The taste of Planque for the work of the matter leads him to be interested in the mixtures and medleys of matters (sand, pigments..) of members of the Spanish school as Antoni Tapiès, Antoni Clavé... And  sculptures made with joinings of painted wood and collages of relief map of its friend Kosta Alex, American artist died in 2005. His art is playful and comic. This artist is a real discovery for me. In my opinion, he exemplifies the idea that modern art can be easy and  simple. Donations, after the death of the Swiss collector, immortalize his action in favour of the living art in no mercantile spirit. The foundation, above all, want the public share the pleasure to look at creations. 2 of the exposed donors are the sculptor Sorel Etrog and Alexandre Hollan. This one showes a series of still lives representing a motive in perpetual transformation. He tries to get a fleeting printing. The buckle is shut with the impressionists of the beginning of the visit !

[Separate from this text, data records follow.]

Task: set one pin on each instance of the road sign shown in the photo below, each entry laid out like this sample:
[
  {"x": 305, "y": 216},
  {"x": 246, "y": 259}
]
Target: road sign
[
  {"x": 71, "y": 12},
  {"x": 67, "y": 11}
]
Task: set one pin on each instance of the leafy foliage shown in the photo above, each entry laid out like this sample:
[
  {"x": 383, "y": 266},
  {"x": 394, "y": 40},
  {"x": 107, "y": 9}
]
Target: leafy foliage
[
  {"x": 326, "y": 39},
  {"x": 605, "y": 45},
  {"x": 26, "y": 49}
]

Finally Planque is buying, mainly, pictures which he would certainly have liked painting. So, beyond a seeming non-homogeneity, his collection is coherent. The last space, at the 2nd level, designated "Planque and his friends" exhibites his works. Without attain in his practice the excellence of the artists whom he admires, he shows much sensibility to examine the others paintings. He painted, for example, occasionally, in the style of Cézanne. Intrinsically, he was familiar with the artistic practice, so his relationships with the artists are more friendly that  a trader to a artist. He was near to the masters Picasso, Dubuffet, Giacometti. And, in the room, very much letters testifie of the sincere friendship between Jean Planque and of less renowned artists: Walter Schüper (who sent Planque to meet Ernest Beyeler in 1954), René Auberjonois (a kind of Swiss Cézanne), Hans Berger (that he discovered in the end of his life and he compared with Van Gogh!). Pictures of this painters are exhibited ... During the stay of Planque, at the end of 1940s, in the country of Aix, the correspondance with the conservative of the museum Granet of Aix-en-Provence, Louis Malbot, express their friendship, Malbos suggested showing a picture of his collection during the exhibition "The Painters of the mountain Sainte-Victoire" organized, in June 1951. Thus, 60 years ago, a work of the collection Planque was already hanged on the walls of the museum Granet.
Far from any mercantile consideration, Planque did not specialize in some fashionable stylistic movements. He did not either try to own great arts works to create an miniature Art history. The expressiveness of the line, the richness of the color and a feeling of the space would move closer to all the exhibited artists, the most classic like the most contemporary. But especially, in my opinion, besides enjoying works and discovering artists, this exposure enables to contemplate the passion of a Swiss young man, of Protestant and peasant origin, without fortune nor artistic education, which dedicated its existence to purchase works, to support artists and who lived in a simple and frugal way until his death. A noble example of human and artistic adventure which establishes, at the time of a market of the art which favores fashionable artists but whose quotation will soon fall for many, that the art is a question of sensibility and sharing, that he has to enrich figuratively most people, and not make only rich financially some speculators.